- Um ministro sênior defendeu a decisão de manter ocultas informações sobre a nomeação de Peter Mandelson como embaixador dos EUA, (Washington), diante de um comitê parlamentar poderoso.
- Darren Jones afirmou que há motivos válidos para não divulgar certos detalhes e que o próximo lote de documentos só será publicado no mês que vem.
- O Comitê de Inteligência e Segurança (ISC) publicou uma nota acusando o governo de redigir e reter documentos contrários à vontade do Parlamento.
- Jones disse que os ministros estão dentro de seus direitos e ressaltou que dados crus de investigações não devem ser tornados públicos para não comprometer a segurança nacional.
- O ISC planeja divulgar milhares de páginas em junho; não está confirmado se isso ocorrerá antes da eleição suplementar de Makerfield, prevista para 18 de junho.
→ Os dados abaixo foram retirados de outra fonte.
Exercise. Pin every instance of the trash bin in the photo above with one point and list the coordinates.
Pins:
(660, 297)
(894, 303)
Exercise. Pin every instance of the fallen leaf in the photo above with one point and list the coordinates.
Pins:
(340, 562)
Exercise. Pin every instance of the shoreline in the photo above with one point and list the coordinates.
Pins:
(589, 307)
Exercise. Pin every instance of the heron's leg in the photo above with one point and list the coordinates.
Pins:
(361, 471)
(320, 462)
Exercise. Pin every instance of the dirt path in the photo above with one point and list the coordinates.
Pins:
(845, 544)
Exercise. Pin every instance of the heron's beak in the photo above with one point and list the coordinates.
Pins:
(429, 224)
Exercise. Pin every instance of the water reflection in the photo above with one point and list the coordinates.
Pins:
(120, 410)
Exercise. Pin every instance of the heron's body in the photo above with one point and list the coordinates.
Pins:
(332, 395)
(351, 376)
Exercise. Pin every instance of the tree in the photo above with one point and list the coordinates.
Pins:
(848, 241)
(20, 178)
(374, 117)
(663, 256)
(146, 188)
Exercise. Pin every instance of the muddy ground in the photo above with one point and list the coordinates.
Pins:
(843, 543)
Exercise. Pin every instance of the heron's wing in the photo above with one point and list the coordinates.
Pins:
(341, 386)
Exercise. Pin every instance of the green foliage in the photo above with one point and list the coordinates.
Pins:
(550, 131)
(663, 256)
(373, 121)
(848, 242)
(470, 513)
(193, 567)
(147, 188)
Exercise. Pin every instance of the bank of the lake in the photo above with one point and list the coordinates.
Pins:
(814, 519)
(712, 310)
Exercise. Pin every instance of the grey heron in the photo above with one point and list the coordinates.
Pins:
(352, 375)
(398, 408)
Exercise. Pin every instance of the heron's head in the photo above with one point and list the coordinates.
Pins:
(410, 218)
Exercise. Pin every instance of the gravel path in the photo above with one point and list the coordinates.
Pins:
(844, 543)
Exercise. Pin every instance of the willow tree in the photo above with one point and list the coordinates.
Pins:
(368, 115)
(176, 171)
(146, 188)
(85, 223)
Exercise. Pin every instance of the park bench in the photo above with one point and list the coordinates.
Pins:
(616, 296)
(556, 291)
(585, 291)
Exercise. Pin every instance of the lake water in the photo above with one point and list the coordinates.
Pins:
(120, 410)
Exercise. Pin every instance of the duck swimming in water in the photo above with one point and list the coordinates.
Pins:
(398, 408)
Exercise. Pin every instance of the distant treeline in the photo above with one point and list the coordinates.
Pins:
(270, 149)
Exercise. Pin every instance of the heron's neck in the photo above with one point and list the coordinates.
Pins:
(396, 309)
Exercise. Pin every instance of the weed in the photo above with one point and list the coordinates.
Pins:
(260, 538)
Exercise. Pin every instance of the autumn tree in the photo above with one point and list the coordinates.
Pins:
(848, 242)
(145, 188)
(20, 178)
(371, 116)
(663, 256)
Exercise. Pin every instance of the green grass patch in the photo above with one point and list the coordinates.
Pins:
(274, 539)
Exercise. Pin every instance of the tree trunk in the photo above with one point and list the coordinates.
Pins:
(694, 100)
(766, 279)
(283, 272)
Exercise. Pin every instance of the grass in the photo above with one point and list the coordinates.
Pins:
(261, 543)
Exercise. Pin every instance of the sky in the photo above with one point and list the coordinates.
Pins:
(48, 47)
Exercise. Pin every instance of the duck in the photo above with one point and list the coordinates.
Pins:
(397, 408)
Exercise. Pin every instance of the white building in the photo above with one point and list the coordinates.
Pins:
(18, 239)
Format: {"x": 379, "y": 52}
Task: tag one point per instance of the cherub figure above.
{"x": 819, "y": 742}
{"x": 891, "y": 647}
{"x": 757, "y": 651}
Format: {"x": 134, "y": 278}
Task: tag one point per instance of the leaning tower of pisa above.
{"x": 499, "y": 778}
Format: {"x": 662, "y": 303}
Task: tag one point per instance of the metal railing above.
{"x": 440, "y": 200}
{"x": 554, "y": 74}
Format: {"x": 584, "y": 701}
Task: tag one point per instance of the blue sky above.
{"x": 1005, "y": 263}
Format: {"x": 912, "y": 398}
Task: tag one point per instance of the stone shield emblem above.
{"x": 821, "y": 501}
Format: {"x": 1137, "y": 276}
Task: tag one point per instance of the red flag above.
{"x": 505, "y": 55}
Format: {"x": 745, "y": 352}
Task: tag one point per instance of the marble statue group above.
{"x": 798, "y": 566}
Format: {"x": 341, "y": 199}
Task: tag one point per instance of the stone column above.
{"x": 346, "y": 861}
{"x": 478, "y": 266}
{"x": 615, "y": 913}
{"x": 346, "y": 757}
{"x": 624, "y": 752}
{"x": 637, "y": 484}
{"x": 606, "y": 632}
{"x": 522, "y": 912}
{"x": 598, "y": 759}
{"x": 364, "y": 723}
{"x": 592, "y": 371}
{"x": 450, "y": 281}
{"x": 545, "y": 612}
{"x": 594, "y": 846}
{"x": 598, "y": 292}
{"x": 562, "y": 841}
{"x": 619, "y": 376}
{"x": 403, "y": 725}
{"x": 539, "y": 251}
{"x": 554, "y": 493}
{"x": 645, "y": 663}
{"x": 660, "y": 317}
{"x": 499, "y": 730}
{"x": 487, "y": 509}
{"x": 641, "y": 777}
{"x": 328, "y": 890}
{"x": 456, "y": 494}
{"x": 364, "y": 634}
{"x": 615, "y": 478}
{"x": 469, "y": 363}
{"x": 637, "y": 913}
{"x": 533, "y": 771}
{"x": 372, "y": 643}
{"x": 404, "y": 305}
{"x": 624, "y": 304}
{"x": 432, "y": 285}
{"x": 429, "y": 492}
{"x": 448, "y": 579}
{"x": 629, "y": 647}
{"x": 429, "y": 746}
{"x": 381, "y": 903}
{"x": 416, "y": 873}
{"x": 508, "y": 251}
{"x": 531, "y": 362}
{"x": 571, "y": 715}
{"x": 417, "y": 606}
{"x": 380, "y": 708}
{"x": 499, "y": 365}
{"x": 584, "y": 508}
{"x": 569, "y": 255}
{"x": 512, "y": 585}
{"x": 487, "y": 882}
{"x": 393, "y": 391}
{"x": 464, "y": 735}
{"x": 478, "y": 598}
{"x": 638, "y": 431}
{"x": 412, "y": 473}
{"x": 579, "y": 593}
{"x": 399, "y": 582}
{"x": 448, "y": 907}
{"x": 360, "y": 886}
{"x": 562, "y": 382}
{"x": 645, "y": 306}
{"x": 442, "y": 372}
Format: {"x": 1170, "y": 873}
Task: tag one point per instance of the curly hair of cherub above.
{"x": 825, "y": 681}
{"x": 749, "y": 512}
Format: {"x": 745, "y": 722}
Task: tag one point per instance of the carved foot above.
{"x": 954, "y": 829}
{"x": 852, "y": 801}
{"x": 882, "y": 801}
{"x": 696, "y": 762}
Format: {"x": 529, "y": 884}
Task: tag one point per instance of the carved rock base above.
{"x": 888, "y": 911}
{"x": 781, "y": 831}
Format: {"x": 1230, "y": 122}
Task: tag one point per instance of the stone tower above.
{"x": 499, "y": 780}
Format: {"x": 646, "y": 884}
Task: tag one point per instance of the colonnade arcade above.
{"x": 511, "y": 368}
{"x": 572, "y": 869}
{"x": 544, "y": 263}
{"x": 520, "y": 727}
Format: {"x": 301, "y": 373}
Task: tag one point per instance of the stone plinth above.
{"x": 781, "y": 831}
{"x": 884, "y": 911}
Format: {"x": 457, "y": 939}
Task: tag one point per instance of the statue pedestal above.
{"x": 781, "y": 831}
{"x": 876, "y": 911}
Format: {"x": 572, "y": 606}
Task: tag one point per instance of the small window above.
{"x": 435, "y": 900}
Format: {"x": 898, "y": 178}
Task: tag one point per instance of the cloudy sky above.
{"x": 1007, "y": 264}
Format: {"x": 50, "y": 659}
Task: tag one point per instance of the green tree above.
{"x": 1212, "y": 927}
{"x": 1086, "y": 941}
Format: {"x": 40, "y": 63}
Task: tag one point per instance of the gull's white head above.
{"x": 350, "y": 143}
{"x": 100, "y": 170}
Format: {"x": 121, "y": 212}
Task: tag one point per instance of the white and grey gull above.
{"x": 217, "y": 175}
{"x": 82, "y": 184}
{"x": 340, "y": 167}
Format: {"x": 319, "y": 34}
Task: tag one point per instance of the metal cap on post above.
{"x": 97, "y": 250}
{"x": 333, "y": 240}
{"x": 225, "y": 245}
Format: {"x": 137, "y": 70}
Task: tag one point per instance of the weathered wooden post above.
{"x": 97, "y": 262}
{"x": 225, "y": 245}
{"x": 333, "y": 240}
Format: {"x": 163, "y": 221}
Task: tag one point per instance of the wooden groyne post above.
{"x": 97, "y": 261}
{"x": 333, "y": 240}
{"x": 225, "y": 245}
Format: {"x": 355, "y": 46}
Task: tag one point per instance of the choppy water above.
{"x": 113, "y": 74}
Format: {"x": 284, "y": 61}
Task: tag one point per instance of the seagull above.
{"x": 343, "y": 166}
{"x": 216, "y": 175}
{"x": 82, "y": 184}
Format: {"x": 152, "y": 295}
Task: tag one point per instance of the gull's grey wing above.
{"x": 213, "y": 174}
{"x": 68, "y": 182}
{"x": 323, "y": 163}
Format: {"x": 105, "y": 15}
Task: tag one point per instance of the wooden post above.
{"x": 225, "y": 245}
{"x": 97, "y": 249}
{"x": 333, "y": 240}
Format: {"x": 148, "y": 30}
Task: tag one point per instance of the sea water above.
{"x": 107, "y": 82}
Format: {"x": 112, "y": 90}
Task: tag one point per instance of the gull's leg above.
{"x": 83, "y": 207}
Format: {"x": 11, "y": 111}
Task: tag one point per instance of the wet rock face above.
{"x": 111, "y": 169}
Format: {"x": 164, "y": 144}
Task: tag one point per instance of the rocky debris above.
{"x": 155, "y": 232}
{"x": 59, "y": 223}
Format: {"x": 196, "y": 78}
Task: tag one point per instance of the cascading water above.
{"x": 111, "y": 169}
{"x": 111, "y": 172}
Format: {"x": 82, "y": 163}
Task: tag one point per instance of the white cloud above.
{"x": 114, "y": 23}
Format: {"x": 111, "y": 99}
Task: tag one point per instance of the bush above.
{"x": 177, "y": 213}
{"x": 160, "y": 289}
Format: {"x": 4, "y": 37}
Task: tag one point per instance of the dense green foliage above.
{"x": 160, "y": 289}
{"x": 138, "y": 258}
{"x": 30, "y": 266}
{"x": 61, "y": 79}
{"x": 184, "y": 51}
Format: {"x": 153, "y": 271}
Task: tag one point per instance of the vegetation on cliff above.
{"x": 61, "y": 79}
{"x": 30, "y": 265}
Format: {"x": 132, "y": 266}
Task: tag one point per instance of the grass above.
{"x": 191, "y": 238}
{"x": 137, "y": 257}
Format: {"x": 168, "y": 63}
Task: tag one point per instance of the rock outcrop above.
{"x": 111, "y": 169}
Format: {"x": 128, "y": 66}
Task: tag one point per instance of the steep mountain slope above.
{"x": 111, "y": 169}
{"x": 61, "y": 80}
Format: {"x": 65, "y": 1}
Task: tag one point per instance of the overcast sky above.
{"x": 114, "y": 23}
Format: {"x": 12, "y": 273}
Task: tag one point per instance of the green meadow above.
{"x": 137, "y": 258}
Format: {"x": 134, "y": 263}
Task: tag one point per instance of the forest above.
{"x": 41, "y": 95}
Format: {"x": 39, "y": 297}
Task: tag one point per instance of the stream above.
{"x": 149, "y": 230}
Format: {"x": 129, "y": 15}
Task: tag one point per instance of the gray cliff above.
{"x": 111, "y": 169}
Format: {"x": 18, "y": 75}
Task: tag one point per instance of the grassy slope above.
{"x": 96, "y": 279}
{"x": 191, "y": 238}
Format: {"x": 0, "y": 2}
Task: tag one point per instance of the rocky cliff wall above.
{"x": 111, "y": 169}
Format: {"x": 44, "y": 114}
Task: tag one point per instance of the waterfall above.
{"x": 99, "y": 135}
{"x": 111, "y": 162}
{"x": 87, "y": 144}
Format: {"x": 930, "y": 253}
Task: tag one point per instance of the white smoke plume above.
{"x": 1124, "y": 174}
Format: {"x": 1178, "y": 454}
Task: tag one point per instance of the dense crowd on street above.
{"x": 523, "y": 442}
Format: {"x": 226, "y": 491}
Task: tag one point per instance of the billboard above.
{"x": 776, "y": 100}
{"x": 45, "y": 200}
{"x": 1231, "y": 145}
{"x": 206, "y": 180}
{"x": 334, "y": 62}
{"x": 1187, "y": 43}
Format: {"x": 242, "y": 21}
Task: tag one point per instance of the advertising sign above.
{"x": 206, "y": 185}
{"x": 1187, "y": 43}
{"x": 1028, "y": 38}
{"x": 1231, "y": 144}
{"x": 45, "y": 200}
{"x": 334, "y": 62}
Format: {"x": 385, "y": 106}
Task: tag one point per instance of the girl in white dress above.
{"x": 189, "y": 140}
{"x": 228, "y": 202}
Um ministro sênior defendeu a decisão do governo de reter informações relacionadas à nomeação de Peter Mandelson como embaixador em Washington, diante de um comitê parlamentar poderoso. Darren Jones, secretário-chefe da premiê, afirmou na Câmara que existem bons motivos para não divulgar certos detalhes e que o próximo lote de documentos sairá apenas no mês que vem.
O Comitê de Inteligência e Segurança (ISC) supervisiona o processo de divulgação. Na sexta-feira, o ISC divulgou uma nota acusando o governo de redigir e reter documentos contra a vontade do Parlamento. Jones, no entanto, disse que os ministros agiram dentro de seus direitos.
Ele sustentou que não há interesse público em publicar nomes e contatos de funcionários júnior, ou dados sensíveis. Segundo o ministro, dados crus coletados nas investigações vetting não devem ser publicados, para não comprometer futuras avaliações de segurança.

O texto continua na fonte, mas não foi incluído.